Who “Valdtheimp” do you think you are by stating that “…Roberts Court demonstrates activism with another 5-4 decision to strike down a duly enacted statute supported by the vast majority of the country in favor of an unnatural practice engaged in by less than 5% of the populace.” First of all, the Justices decision was not based on what you call, “unnatural practice.” And, if you are referring to sexual practices, I don’t know what your personal experience of sex is, but I happen to know that men and women having sex together perform most of the sexual acts as do homosexuals. So, what’s your hang up anyway? Unless you may be referring to those heterosexual’s who practice sex using a white sheet with a hole cut out in the center as normal sexual practices by men and women and anything other than that is “unnatural.” Now my understanding is that the primary issue involved in the Supreme Court decision was to do with “…same sex couples duties and responsibilities that are an essential part of married life,” Justice Anthony Kennedy wrote for the majority. There was nothing mentioned about “sexual acts or positions or anything to do with having sex.” However, as I have read in most comments made under this story the Commenter’s have made “sexual acts between same sex couples” their main talking points, but what may seem “unnatural” to one person may seem completely “Natural” to others. Also there is a most definite bias, prejudice and hate demonstrated against “homosexuals” in general. These Commenter’s talk as if being homosexual is “less than human” and they don’t deserve to be treated equally as a citizen or human being under the law and yet these Commenter’s portray themselves to be honest, fair minded, people representative of most people in America. From where I stand, you Commenter’s have a long way to go in the department of “Understanding, Community, Compassion, Tolerance, Kindness, Empathy, and Consideration” and you by no means have any leadership qualities at all.

Vladtheimp

Dear Mr. Williams:

The quote you started out with was in response to what Lanivan said about the Voting Rights Act decision - you might want to keep up.

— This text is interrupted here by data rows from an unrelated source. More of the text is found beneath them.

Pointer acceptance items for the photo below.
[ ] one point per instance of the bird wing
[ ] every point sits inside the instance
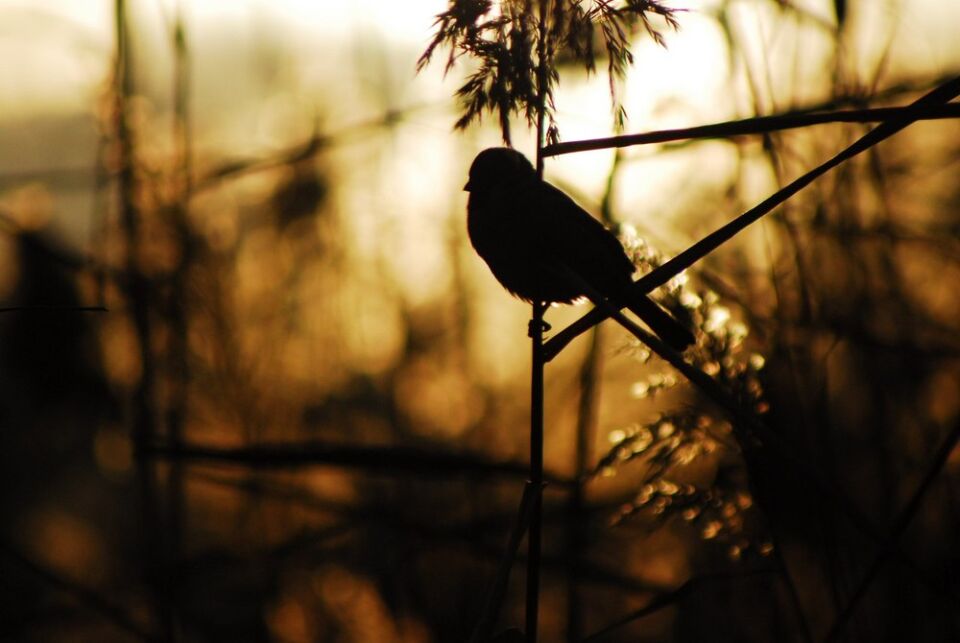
(580, 241)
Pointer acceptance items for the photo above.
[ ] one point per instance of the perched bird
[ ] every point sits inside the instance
(542, 246)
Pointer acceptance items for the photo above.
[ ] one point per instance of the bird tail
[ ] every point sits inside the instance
(675, 334)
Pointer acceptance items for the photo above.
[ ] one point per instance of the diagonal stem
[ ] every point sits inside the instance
(660, 275)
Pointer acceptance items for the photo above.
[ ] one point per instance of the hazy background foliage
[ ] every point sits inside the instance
(303, 417)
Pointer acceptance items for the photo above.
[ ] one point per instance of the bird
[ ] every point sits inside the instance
(543, 247)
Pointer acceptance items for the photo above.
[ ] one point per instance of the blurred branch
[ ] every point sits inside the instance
(291, 155)
(84, 596)
(407, 460)
(906, 515)
(483, 631)
(758, 125)
(53, 308)
(673, 597)
(663, 273)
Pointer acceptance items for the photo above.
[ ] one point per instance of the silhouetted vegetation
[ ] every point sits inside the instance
(256, 385)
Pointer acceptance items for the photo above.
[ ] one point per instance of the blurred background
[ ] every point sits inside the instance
(256, 386)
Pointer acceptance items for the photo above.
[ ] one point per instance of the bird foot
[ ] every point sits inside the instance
(533, 331)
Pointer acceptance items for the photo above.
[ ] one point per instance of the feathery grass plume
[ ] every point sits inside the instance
(670, 446)
(508, 50)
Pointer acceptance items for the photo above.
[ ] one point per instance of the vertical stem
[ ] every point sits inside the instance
(536, 471)
(178, 370)
(576, 529)
(136, 289)
(536, 367)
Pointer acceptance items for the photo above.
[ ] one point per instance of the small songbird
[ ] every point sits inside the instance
(542, 246)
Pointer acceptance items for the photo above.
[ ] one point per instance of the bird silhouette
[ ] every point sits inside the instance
(542, 246)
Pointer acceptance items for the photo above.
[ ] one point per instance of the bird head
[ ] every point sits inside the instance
(497, 166)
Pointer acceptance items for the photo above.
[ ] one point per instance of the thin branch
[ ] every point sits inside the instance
(309, 454)
(40, 308)
(757, 125)
(900, 525)
(85, 597)
(660, 275)
(671, 598)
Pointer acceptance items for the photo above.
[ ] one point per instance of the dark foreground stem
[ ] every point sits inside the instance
(536, 470)
(662, 274)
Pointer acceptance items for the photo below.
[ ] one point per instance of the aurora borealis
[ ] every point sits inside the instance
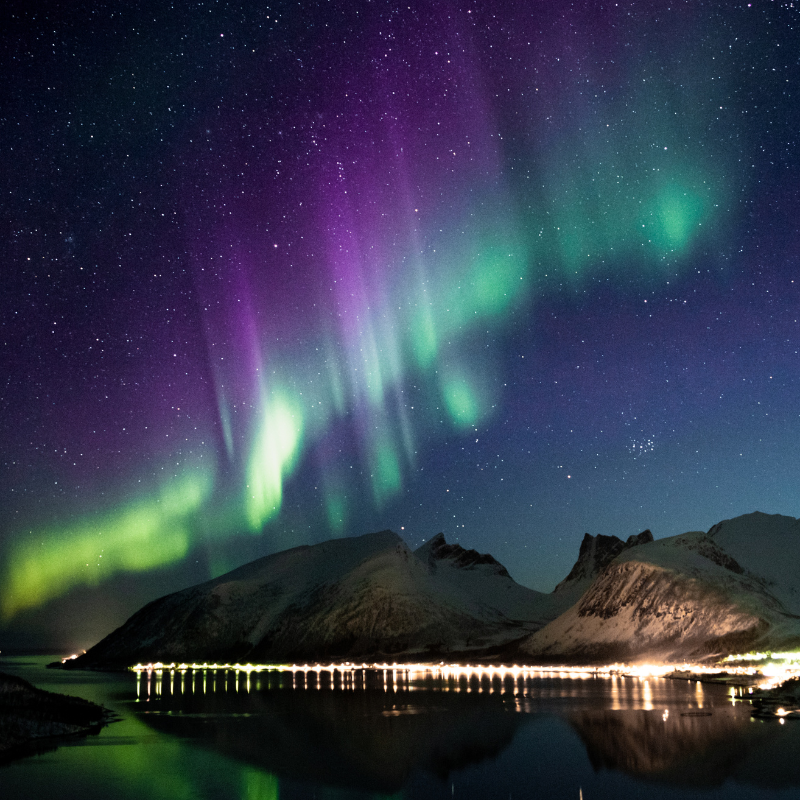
(277, 273)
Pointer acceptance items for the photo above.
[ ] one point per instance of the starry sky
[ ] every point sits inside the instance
(276, 273)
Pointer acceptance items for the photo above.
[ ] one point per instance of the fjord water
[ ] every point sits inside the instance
(371, 734)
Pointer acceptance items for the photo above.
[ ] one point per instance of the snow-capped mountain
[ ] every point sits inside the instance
(356, 597)
(732, 589)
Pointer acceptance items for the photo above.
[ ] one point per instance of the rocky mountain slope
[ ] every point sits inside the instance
(357, 597)
(732, 589)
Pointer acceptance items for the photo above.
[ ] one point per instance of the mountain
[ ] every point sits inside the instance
(696, 595)
(595, 553)
(367, 596)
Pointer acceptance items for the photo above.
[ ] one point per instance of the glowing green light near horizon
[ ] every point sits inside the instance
(273, 457)
(142, 535)
(259, 785)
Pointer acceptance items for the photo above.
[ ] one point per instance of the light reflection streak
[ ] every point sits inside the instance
(491, 679)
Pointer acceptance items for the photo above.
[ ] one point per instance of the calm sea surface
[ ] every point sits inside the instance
(375, 734)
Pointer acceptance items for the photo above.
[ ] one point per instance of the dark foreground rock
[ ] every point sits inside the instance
(28, 714)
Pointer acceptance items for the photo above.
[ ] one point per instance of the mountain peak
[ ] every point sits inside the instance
(437, 550)
(597, 552)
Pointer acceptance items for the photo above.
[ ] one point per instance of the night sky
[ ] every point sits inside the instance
(272, 274)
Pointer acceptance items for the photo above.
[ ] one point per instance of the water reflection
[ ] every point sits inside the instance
(372, 728)
(331, 729)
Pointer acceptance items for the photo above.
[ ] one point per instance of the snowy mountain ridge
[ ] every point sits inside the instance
(696, 595)
(367, 595)
(701, 594)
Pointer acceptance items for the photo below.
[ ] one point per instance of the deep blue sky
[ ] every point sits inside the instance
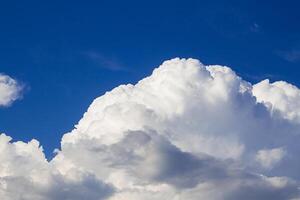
(69, 52)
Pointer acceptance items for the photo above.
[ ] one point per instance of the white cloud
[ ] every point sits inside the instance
(267, 158)
(10, 90)
(188, 131)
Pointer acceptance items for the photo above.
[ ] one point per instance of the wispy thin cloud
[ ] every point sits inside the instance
(103, 61)
(289, 55)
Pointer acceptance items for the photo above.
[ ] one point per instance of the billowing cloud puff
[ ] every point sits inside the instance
(188, 131)
(9, 90)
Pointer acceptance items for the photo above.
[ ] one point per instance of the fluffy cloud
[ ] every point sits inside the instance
(188, 131)
(9, 90)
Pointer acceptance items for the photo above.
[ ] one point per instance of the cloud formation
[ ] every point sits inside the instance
(10, 90)
(188, 131)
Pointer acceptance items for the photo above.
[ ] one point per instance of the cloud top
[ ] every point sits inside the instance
(188, 131)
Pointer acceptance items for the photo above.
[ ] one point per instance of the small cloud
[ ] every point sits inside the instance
(104, 61)
(10, 90)
(291, 55)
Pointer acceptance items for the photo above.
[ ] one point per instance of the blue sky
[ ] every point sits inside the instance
(67, 53)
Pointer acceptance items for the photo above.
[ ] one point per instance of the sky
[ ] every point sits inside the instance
(60, 59)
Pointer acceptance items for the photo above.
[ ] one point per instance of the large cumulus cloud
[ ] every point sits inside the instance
(188, 131)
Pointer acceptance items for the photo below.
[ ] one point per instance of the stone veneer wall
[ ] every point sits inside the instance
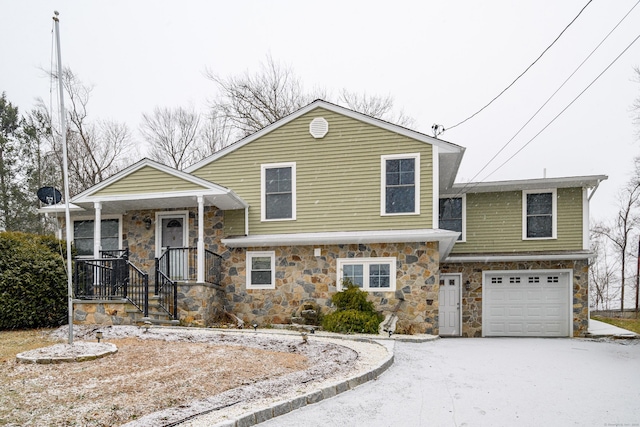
(472, 299)
(301, 276)
(200, 304)
(92, 312)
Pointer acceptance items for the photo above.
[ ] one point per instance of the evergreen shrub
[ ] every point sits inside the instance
(354, 313)
(33, 281)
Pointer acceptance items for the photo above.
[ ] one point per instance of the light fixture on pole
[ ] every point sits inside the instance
(65, 176)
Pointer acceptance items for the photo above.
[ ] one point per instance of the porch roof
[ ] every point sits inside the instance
(169, 200)
(445, 238)
(150, 185)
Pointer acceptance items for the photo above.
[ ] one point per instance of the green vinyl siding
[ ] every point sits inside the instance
(234, 223)
(147, 180)
(338, 176)
(494, 224)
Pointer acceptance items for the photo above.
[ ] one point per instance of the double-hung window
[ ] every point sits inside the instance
(278, 191)
(451, 215)
(539, 214)
(369, 274)
(83, 235)
(400, 189)
(261, 270)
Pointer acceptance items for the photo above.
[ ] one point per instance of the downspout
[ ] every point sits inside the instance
(246, 221)
(200, 249)
(97, 229)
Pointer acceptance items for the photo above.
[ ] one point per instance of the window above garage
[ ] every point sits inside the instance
(539, 214)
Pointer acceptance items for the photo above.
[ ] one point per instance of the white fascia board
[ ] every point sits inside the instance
(486, 258)
(590, 181)
(445, 238)
(234, 198)
(445, 147)
(60, 208)
(207, 185)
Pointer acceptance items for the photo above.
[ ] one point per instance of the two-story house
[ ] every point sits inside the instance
(281, 217)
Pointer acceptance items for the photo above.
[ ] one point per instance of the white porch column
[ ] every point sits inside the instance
(97, 229)
(200, 248)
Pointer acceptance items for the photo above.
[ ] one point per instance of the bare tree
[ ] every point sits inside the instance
(380, 107)
(215, 134)
(635, 108)
(620, 233)
(602, 273)
(173, 134)
(96, 150)
(252, 101)
(249, 102)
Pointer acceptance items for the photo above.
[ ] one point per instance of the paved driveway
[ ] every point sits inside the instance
(492, 382)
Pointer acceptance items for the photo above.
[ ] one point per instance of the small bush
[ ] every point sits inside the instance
(354, 313)
(33, 282)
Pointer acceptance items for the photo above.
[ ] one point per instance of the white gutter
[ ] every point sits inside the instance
(445, 238)
(520, 257)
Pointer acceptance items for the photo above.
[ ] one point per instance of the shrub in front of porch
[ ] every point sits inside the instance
(354, 313)
(33, 281)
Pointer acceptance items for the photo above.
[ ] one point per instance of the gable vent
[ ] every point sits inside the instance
(318, 127)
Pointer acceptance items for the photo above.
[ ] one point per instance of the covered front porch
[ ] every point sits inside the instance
(152, 246)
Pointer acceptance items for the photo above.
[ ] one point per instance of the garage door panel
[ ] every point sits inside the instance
(527, 304)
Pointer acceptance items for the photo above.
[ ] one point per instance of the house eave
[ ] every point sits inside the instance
(445, 238)
(487, 258)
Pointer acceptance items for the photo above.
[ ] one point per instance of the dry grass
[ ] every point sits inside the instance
(143, 377)
(628, 324)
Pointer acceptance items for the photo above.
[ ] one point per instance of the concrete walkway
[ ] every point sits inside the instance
(491, 382)
(602, 329)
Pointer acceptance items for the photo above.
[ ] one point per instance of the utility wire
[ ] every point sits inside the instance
(551, 97)
(565, 108)
(523, 73)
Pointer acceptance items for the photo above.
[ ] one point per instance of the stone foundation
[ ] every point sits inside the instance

Since you seem to be more informed than I about the sexual practices of homosexuals, I defer to your superior knowledge. Being a simple guy, I still think I know that the result of the practices can produce a new human being on the one side - not so much on the other, but maybe you can inform me how I am wrong in that respect.

As far as bias about unnatural acts, I will quote favorably Ms. Beatrice Stella Tanner Campbell (9 February 1865 – 10 April 1940: ""It doesn't make any difference what you do in the bedroom as long as you don't do it in the street and frighten the horses."

I don't pretend to "leadership qualities" and I have plenty of understanding, community, compassion, tolerance, kindness, empathy, and consideration, - I simply will not be bullied into supporting a position that is anathema to a majority of our citizens, that is contrary to our long history, that is contrary to most communities, because people like you want to insist that you have the right to define community, compassion, tolerance and all the rest of the liberal B.S. I disagree - if you want to prove me wrong, don't try to tug on heartstrings.